- Half of accountants have experienced losses to their companies due to mistakes made by large-scale language model (LLM) chatbots.
- Small Language Models (SLMs) are trained on narrow, high-quality datasets. By removing the broader general knowledge that often creates hallucinations in LLMs, these specialized SLMs can focus purely on accuracy.
- SLM runs faster, costs less to run, and guarantees much higher accuracy of the output. They’re not trying to be smart, they’re trying to be right.
- The next era will not be won by those with the biggest models, but by those who build the right architectures around these models. The expert foundation, human audits, and feedback loops are all built on proprietary data and infrastructure invisible to frontier research institutions. This is the result of many years of effort.
The trust gap in AI is widening. This is especially true in the high-stakes world of finance. There is zero margin for error, and a single illusion can lead to financial losses and compliance nightmares. Invoices with incorrect supplier names or extra zeros at the end are not strange model behavior, but a misrepresentation of someone’s account.
Our recent data shows that half of accountants have lost money to their companies due to mistakes made by large-scale language model (LLM) chatbots. This isn’t a story about AI failure; it’s a story about companies using the wrong form of AI for the job at hand.
Bolting a general-purpose LLM into your finance workflow and expecting accuracy is too risky a bet. The bottom line is that hope is not a building.
Frontier AI failure in finance alone
Frontier’s large-scale language models are good at language and inference, but are often insufficient to ensure complete accuracy. For example, if you ask a bot to read 500 invoices and extract the data with 100% accuracy, it will eventually fail.
This is because LLM is probabilistic. LLMs are trained to have an answer no matter what. Humans may say they don’t know the answers to complex questions, but LLMs are designed to act with confidence, regardless of whether their actions are accurate or not. Nothing in their training rewards abstention. The result is plausible speculation, which only widens the trust gap.
Another problem with using a frontier model alone is that the model can change overnight. When a provider ships an update, the weights shift and a workflow that was 92% accurate on Monday becomes something different on Tuesday. If your product masks someone else’s API, you can’t own your own accuracy. You’re renting it, and that rental changes all the time.
This is why, for example, pure LLM accounting tools tend to ship without guarantees of accuracy. There is no player they can protect with certainty. Auditing and sampling output at scale is a daunting task, and without it, you’ll be shipping reliable performance rather than a validated system.
smaller solution
Closing this trust gap requires moving away from a one-size-fits-all approach to AI. Enter the Small Language Model (SLM). It is a localized, domain-specific language model designed for accuracy.

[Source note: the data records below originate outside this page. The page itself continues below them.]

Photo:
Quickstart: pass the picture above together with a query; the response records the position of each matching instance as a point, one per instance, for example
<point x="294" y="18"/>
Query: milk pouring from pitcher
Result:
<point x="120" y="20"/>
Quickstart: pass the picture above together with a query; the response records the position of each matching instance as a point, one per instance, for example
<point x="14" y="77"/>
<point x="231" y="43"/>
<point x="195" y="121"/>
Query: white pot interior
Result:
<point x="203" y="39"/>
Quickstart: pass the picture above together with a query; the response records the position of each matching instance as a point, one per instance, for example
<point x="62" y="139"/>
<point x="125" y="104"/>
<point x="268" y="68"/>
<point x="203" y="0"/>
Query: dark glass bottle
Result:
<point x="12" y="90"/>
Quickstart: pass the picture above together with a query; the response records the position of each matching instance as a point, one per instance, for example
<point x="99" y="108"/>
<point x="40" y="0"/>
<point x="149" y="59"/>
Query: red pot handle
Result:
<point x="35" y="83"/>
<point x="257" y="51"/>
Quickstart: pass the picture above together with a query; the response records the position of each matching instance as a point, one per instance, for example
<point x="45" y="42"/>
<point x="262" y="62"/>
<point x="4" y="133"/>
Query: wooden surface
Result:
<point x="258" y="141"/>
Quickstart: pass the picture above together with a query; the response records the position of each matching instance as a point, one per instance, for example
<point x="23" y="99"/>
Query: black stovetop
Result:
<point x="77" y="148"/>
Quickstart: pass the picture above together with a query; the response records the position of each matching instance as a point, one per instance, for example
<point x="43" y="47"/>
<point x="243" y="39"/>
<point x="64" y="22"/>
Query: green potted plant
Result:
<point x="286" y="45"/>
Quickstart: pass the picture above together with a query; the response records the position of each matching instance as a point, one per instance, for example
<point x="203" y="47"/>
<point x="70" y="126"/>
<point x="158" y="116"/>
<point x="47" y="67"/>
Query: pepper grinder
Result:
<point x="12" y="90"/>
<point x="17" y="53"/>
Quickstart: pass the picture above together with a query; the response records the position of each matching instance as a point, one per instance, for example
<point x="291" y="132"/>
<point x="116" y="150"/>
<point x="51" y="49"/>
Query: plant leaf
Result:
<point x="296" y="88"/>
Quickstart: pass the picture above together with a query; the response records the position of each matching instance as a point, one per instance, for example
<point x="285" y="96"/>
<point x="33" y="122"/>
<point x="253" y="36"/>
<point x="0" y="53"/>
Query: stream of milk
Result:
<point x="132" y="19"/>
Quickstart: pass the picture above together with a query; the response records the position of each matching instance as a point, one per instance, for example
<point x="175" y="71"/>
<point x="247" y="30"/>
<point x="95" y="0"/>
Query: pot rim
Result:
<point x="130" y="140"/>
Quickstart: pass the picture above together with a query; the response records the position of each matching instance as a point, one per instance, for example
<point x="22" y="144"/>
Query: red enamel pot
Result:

LLM is trained on the entire public internet, which consists of billions of parameters, whereas SLM is trained on a narrow, high-quality dataset. By removing the broader general knowledge that often creates hallucinations in LLMs, these specialized SLMs can focus purely on accuracy.
Because SLM is highly targeted and operates on much smaller local datasets, it runs faster, costs less to run, and greatly guarantees output accuracy. They’re not trying to be smart, they’re trying to be right.
Best of both worlds – tuning the inference layer
Companies often mistakenly believe that AI deployments are an either-or model, when in reality, real operational resilience comes from leveraging the best elements of different architectures.
LLMs offer real value in natural language processing and advanced reasoning, while SLMs offer mastery of specific, narrow topics. Combining these models can truly improve your business, with LLM acting as the interface and inference layer and SLM acting as the deterministic validator.
Communicating these models requires a secure bridge using the Model Context Protocol (MCP). However, the role of the reasoning layer is to provide guidance, not just answers. Unearth the muscle memory of how professionals respond to specific clients and codify it into natural language rules. The system uses these rules to operate specialists.
For example, in the context of financial document processing, the LLM handles complex reasoning and conversations, the SLM handles the calculation and recognition of various tax rules, while the MCP securely routes queries from the LLM to the appropriate expert model. This ensures that the final output is actually grounded rather than probabilistic.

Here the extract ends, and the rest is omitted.